Coming from a military background, there’s a term frequently used to describe being able to do more and more with the same or limited resources: “force multiplier.” A force multiplier can be any combination of technique, tool, environment, and training—and that’s what ACL has been for me, my team, and my organization.
I’d like to share a little about my group’s voyage with ACL. Like everything, my journey using ACL starts from the beginning, and like many of you have experienced, getting from there to here with a new software tool often comes with several challenges, a few setbacks, and (hopefully) many successes.
My first steps: Getting the organization on-side
I started doing continuous auditing four years ago. It was my first time working in internal audit at a financial institution, and my first time using ACL software. In those four years, our Internal Audit department didn’t really grow in terms of headcount, yet the demand for data reporting increased dramatically—from a modest 15 or 20 ACL reports tracked in Excel, to a very diverse and extensive report library.
This increased demand gave birth to the first set of difficulties that I had to overcome.
Within my organization, I was (and still am) the primary user of ACL. In fact, up until recently, I was the only user. So resource- and impact-wise, that meant things like version upgrades, patches, connectivity, and a myriad of other support needs were given low priority.
There also isn’t any continuity on the support knowledge side, often requiring additional effort to re-educate a new person on the intricacies of ACL.

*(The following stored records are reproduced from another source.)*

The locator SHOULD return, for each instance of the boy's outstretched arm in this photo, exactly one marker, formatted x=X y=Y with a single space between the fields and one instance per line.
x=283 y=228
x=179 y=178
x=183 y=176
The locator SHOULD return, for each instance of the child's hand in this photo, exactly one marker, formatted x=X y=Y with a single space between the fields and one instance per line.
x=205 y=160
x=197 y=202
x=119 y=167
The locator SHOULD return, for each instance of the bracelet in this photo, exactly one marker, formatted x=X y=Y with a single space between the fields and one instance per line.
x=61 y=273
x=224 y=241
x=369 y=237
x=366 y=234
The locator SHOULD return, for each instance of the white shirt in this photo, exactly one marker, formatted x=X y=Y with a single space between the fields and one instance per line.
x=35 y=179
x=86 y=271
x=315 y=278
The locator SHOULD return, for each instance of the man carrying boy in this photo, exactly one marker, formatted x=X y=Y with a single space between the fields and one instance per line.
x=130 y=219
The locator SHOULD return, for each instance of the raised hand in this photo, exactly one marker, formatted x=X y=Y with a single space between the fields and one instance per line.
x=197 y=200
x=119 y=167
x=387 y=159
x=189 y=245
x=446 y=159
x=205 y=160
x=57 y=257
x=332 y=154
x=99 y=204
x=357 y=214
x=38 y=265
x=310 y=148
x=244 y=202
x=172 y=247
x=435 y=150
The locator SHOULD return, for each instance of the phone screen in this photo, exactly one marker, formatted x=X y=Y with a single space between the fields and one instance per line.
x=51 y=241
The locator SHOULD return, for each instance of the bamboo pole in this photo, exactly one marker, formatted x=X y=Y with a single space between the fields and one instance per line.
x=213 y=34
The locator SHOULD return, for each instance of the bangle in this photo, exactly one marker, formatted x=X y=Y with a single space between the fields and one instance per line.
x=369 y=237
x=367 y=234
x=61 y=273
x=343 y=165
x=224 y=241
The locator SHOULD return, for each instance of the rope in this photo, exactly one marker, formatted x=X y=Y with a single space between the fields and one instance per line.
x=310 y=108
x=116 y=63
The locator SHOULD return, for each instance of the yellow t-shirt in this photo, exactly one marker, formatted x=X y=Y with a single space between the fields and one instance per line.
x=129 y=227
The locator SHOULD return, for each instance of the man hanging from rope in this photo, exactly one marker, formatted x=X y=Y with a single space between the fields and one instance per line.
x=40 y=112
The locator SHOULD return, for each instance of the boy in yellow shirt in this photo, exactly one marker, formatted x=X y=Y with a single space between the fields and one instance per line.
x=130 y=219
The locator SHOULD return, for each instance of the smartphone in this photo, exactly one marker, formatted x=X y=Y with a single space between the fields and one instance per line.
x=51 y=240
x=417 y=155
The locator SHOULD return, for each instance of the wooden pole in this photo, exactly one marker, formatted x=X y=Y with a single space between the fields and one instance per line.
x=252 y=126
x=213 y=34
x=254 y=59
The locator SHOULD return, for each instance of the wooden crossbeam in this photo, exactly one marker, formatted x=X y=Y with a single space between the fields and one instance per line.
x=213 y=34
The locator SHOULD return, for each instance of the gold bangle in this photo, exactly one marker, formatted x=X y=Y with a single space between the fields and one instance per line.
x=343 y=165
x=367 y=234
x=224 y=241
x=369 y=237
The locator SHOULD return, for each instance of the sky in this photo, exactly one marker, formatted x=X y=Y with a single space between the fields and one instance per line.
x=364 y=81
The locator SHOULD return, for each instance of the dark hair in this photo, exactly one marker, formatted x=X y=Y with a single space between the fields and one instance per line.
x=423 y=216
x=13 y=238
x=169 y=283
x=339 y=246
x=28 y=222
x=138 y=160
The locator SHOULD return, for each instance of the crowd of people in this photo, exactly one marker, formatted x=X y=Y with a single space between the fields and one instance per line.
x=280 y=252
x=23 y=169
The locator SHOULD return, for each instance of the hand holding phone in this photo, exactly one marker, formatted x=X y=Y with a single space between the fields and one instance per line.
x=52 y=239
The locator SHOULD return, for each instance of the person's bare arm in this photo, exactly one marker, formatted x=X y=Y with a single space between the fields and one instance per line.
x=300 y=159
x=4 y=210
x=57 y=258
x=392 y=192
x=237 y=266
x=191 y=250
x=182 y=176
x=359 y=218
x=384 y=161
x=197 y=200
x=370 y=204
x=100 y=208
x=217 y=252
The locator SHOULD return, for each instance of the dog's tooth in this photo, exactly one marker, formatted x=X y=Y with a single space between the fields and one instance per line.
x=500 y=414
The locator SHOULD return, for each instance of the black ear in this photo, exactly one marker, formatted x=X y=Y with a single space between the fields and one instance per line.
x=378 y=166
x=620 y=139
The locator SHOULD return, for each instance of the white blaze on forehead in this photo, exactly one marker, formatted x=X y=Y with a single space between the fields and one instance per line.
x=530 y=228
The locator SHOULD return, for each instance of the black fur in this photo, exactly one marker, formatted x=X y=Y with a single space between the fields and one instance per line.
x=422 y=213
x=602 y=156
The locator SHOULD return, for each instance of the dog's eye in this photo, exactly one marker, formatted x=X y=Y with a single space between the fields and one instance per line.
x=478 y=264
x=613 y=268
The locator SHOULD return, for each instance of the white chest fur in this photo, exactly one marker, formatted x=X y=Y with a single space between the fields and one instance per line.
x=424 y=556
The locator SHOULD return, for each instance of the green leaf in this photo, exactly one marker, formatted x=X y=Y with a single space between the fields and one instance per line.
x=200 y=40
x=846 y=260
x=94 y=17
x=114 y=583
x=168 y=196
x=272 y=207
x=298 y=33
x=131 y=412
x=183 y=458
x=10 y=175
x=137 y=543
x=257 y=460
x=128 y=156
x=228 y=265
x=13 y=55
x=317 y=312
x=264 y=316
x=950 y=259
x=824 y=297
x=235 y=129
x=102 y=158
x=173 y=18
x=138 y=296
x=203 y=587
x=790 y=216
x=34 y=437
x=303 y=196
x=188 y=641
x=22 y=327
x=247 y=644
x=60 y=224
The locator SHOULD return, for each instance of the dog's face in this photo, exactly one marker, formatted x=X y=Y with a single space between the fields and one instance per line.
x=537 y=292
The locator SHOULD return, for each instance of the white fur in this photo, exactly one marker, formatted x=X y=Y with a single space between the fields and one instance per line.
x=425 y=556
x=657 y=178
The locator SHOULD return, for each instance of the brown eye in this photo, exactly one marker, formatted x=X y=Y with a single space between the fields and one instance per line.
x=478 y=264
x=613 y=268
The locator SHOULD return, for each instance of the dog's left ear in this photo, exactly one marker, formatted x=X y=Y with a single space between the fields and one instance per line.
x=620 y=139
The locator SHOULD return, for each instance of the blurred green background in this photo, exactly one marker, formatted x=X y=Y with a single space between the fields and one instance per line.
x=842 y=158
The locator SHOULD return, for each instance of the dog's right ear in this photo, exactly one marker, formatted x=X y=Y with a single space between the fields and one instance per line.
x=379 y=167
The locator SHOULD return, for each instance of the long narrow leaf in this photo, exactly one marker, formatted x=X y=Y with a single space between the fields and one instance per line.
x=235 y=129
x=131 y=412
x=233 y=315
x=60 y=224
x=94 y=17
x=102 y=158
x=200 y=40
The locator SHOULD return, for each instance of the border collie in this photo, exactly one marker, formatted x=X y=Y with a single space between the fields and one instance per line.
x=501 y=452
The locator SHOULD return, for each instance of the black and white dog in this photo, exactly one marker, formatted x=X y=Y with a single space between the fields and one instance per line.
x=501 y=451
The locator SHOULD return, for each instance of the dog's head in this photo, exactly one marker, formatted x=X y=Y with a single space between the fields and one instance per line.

The following are some of the shortfalls I faced within my organization and some of the ways that I was able to overcome them:
- Staff turnover.
Turnover of personnel will always happen. I was working with one person in IT in the beginning, but when that person left, all of their experience left with them. It brought home the importance of involving multiple people whenever there was any ACL troubleshooting, fixes, and upgrading to ensure good continuity of ACL support knowledge.
- Technical issues and documentation.
Documenting technical issues and resolutions as completely as possible (for both internal and external/ACL support tickets) and keeping them in one place is critical. This has also had a secondary benefit of having a repository of issues particular to my data and install environment.
- The unexpected.
It’s beneficial to be as involved as possible when something out of the ordinary happens, and then observe and note how it was resolved. Exposure to the non-routine can sometimes lead to an epiphany on how to do things better or more efficiently in the future. I have learned more about the different ACL applications than I would have otherwise, which has led to increased ACL support and adaptation within my enterprise.
Growing: Implementing new and better solutions
As my skill and experience with ACL deepened and matured, internal audit found itself outpacing its foundation. We used to operate our AX server using physical hardware. This was expensive, slow, and growth-limiting.
After upgrading our hard drives for the second time, the decision was made to move to Azure and take advantage of the platform’s speed and scalability. At the time, we were among the first to do so and there were some pitfalls. It’s always disruptive when upsetting the status quo, but there were also firewall and software compatibility issues, challenges coordinating two organizational support teams, a knowledge shortfall, and other unanticipated hurdles.
But it was totally worth it.
My successes: Community, resources, growth, and agility
A final (and ongoing) effort is the transition our business unit partners made from an Excel environment to the GRC platform. Organizational paradigms are always hard to shift, especially when the benefits and the end goals are hard to visualize. Efficiency and reliability are great concepts, but the effort and change management required to get there can be a major demotivator.
To remove roadblocks and to stay engaged, I leverage the online ACL Community and ACL’s internal support team. Chances are that if there’s a challenge or difficulty I’m facing, I’m not the first one to confront it. I’ve learned that it’s okay to ask questions and solicit ideas from others. In fact, I’ve had opportunities to pay that assistance forward by helping others in the forums, sharing my experiences, and providing answers to the same questions I’ve asked in the past.
One of the highlights of my experience with ACL is just how much the community fosters engagement and collaboration. It has been amazing how helpful the ACL consultants, support team, the forum, user group members, and ACL Connections dialogs have been. As force multipliers, everyone in these groups has been an enabler, a motivator, or a teacher. In addition, the pre-built scripts in Script Hub and the courses from ACL Academy have made my reports better, faster, and more user-friendly.
ACL has made me a resource that others seek out.
Perhaps it’s my position and visibility that is partly responsible for that, but I genuinely believe that it’s primarily because ACL allows me to be more agile in response times, notification and dissemination options, researching and experimenting, and the repeatability and validity of results generated. In return, I have gained more exposure to different processes, controls, data sources, and collaborators. In fact, using ACL eventually made me so much of a resource that I had to scale back on how much I could support other business units.
What’s next for me and ACL
Four years of association with ACL has benefitted me in many ways, both personally and professionally. “Growing” with the software through the last several iterations has given me positive experiences and insights that can’t be taught. It gave my department the flexibility and resources needed to build a robust continuous monitoring program from scratch, and simultaneously provided me with confidence and a greater understanding of logic and analysis. I’m excited to see where the newest version takes me and the user community as a whole. With AI and machine learning still on the distant horizon for many, we have the opportunity to experience it now and make it part of our DNA. That’s great stuff.